Calkins Media: Treasurer McCord, think tank rip Corbett pension reform plan
By Mark Shade
HARRISBURG — State Treasurer Rob McCord, a possible Democratic candidate for governor in 2014, joined forces with a left-leaning, pro-state employee think tank Tuesday in an attempt to rip apart Gov. Tom Corbett’s pension reform plan proposal.
The first-term Republican governor had asked lawmakers earlier to change the funding formula for the State Employees’ Retirement System and Public School Employees’ Retirement System to begin to close what Corbett says is a $41 billion gap.
Under the governor’s plan, state employees hired as of July 1, 2015, would be entered into a defined contribution plan similar to a 401(k) plan and be required to contribute at least 6.25 percent of their salary to their retirement plans.
Corbett’s plan would also reduce annual employer contribution limits from the mandated 4.5 percent to 2.25 percent in the 2013-14 fiscal year. That amount would increase 0.5 percent each year until it returns to 4.5 percent or is equal to the annual required contribution rate.
McCord and the Keystone Research Center said Corbett’s plan would worsen Pennsylvania’s pension problem.
“If pension reform just means giving the budget office a break in finding relief for how to balance this year’s budget, then we have before us a proposal that relates to ‘pension reform,’ ” McCord said. “If what we’re saying is we’re successfully addressing an alarmingly high level of unfunded pension liability, then it fails.”
The Keystone Research Center, whose board includes members of the AFL-CIO, PSEA, American Federation of Teachers, and the United Steelworkers, said Corbett’s pension restructuring plan would lower investment returns because fewer state employees would contribute.
That, it said, is a one-two punch for taxpayers.
“It increases the cost of keeping current pension promises and raises the costs of pensions going forward,” Stephen Herzenberg, the center’s executive director, said during a conference call with journalists. “It’s a lose-lose.”
With lower returns, the state and school districts would have to increase their contributions to meet existing pension obligations, said Herzenberg, who earned a PhD. in economics from MIT.
Neither McCord nor Herzenberg offered a plan of their own on how to solve the pension deficit problem.
Corbett has argued that, left unchecked, the growing fiscal demands of the state’s pension system will force him and future governors to seriously cut state-funded programs.
With his proposal, the governor has said the state would save $2 billion over five years.
Corbett’s budget office said the Keystone Research Center’s study is only looking at the defined contribution plan and is ignoring the rest of the governor’s proposal.
“To only look at that part of the plan is disingenuous,” budget press secretary Jay Pagni said. “The governor’s proposal is more encompassing.”
McCord said Corbett’s plan would do little to address the current problem.
“By shifting to a defined contribution plan, at the very least, you do nothing to reduce your unfunded liability but you do dramatically accelerate your rate at which you owe that unfunded liability,” McCord said. “This isn’t a harmless kicking the can down the road.
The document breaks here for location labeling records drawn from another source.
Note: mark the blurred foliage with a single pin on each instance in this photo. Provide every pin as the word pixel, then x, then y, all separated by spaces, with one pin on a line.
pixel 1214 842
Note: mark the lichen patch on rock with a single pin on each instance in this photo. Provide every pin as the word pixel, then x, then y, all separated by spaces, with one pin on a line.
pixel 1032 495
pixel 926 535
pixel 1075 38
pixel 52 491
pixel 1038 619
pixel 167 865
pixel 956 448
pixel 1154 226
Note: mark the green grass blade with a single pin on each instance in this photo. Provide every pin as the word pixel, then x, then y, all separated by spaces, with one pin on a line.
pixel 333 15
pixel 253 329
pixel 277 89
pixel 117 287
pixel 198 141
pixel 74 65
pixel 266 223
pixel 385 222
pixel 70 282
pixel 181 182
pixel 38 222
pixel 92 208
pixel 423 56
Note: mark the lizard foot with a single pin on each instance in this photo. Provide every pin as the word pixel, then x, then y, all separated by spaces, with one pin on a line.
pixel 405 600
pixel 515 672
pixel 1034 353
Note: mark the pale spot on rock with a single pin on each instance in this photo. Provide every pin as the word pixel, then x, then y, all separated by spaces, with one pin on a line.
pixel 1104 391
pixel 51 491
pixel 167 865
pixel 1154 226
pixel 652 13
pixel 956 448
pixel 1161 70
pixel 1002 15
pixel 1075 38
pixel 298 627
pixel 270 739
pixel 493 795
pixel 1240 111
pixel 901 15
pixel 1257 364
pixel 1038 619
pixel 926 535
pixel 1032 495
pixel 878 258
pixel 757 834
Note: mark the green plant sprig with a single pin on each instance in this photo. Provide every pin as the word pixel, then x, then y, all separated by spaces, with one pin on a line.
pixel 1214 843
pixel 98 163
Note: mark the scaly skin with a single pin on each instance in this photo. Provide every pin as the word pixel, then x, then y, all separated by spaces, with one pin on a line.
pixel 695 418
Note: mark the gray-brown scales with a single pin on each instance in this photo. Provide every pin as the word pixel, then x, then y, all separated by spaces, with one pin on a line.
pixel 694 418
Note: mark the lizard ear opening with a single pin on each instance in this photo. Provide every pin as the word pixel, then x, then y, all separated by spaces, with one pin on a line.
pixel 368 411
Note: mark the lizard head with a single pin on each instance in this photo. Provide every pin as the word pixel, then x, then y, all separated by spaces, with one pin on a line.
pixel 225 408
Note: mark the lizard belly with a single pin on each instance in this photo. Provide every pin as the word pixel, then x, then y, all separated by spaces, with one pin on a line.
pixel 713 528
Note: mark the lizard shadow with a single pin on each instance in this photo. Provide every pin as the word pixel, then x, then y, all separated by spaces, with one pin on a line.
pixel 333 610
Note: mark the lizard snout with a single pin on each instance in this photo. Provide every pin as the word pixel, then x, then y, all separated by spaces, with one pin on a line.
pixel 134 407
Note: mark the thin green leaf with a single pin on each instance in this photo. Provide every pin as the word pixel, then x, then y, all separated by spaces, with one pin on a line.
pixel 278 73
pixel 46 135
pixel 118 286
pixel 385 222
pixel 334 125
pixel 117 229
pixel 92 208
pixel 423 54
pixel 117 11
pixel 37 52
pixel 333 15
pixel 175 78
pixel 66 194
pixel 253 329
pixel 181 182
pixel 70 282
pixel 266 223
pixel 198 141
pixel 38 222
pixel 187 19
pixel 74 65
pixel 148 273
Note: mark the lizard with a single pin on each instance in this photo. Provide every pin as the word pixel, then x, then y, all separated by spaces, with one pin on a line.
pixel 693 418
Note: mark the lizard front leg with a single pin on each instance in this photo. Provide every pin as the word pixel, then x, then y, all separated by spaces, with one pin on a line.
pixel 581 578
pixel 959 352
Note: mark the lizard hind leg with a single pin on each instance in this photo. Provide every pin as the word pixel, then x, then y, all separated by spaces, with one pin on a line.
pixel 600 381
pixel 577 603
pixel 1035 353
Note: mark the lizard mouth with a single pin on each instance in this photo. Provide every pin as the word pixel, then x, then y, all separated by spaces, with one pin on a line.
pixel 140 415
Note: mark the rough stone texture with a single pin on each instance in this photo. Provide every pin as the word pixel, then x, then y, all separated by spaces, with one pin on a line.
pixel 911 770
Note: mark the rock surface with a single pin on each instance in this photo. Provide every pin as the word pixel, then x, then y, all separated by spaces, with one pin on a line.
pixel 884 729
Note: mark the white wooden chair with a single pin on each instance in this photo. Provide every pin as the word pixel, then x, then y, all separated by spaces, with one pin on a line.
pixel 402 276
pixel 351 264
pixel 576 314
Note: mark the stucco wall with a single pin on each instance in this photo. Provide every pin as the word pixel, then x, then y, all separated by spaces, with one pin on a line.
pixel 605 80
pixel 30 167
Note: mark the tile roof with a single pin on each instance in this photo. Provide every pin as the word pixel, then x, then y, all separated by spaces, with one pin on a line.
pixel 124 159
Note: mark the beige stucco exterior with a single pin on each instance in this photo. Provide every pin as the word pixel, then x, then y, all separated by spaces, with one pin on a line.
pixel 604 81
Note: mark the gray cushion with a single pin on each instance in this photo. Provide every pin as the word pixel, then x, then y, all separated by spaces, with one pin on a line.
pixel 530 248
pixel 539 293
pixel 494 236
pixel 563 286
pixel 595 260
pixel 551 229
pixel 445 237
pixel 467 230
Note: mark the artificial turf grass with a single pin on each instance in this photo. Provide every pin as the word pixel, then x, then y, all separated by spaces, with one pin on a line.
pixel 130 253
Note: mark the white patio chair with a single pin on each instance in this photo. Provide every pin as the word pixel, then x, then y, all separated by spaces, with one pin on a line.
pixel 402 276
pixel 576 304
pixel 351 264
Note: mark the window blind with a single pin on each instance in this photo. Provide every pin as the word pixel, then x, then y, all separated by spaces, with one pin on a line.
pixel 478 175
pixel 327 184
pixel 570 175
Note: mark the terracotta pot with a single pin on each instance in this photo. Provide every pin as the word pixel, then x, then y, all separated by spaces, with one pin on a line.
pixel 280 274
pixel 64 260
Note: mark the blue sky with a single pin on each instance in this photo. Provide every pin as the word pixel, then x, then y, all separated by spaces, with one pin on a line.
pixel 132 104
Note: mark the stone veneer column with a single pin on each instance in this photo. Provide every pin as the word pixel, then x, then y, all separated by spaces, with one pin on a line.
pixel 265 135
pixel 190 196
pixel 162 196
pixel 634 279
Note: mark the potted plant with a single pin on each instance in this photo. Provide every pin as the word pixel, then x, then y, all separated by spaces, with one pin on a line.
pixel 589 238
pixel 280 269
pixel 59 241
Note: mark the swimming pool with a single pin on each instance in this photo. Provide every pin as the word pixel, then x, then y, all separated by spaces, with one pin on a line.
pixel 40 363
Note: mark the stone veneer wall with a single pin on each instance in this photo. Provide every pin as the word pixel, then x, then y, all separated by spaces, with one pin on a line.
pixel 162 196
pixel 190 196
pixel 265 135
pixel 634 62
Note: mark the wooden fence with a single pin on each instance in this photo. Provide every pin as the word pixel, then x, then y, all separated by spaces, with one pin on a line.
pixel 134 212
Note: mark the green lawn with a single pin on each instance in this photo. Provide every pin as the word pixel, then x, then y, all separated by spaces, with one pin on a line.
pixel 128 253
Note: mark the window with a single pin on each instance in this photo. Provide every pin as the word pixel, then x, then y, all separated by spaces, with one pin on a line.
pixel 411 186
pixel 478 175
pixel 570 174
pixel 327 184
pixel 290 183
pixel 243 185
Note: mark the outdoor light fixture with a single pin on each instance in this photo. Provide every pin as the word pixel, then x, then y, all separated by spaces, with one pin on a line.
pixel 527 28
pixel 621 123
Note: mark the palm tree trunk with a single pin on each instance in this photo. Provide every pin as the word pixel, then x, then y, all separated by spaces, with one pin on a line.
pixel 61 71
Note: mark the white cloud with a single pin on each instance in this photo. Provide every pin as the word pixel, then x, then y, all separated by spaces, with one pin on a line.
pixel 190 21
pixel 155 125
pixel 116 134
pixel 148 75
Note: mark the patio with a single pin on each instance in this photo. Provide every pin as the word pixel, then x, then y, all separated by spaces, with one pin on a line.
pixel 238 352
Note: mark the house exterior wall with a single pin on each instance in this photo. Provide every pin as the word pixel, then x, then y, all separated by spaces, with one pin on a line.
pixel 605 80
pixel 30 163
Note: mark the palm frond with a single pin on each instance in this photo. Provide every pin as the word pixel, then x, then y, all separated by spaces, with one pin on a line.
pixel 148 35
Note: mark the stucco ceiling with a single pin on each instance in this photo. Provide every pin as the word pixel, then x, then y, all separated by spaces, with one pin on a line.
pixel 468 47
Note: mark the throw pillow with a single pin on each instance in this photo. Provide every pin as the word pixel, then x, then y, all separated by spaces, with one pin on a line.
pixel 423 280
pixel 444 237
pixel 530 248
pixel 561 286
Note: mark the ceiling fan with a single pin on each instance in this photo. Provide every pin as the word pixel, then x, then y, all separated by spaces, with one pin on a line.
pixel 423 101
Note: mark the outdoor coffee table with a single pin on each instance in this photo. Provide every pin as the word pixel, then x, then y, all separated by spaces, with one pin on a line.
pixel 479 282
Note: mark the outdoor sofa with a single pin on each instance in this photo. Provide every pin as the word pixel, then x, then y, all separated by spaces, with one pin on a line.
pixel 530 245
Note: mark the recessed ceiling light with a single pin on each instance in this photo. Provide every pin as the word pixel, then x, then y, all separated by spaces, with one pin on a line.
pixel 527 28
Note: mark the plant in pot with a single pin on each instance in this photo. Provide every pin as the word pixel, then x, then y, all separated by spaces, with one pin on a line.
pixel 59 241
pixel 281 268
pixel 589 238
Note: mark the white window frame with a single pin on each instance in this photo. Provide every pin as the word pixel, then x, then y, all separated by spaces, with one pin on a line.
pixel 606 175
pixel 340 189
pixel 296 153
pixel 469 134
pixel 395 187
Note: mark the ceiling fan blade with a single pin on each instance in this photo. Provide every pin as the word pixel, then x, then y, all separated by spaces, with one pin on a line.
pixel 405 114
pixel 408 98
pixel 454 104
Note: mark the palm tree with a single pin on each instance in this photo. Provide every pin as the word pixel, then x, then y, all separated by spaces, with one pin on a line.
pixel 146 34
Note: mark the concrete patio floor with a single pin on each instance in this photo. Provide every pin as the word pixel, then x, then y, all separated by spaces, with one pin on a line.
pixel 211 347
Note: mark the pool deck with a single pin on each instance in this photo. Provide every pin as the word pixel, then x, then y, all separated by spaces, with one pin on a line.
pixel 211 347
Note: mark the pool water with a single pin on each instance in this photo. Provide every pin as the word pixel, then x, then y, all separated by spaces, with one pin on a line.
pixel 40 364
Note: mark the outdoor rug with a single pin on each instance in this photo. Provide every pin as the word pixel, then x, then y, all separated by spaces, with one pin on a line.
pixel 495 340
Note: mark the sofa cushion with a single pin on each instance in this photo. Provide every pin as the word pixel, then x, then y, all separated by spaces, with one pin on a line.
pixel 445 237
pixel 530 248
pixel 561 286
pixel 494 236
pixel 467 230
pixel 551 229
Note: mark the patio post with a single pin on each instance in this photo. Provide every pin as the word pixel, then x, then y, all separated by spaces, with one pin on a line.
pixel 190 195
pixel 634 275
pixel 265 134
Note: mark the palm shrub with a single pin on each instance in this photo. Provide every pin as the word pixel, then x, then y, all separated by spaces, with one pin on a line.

What it is, basically, is a planned tax hike on anybody who is planning on living in Pennsylvania in 2019 and beyond.”
Alaska, Michigan and West Virginia have switched to defined contribution plans, but Herzenberg said studies have shown that change forced increases in unfunded pension liabilities.
According to the State Employees’ Retirement System, more than 117,000 retirees and beneficiaries receive, on average, $25,100 annually from the pension program. Its total fund asset is $25.3 billion.
At the end of 2012, the Public School Employees’ Retirement System had $51 billion in assets and 195,000 retirees receiving benefits. It is the 17th-largest state-sponsored pension fund in the country. In 2011, its investments generated a 20.4 percent rate of return and $9.2 billion in net income.
Corbett has asked lawmakers to help him find a solution for the pension problem. At an appearance earlier this month with 400 construction company representatives, the governor said not doing anything could prove to be dire.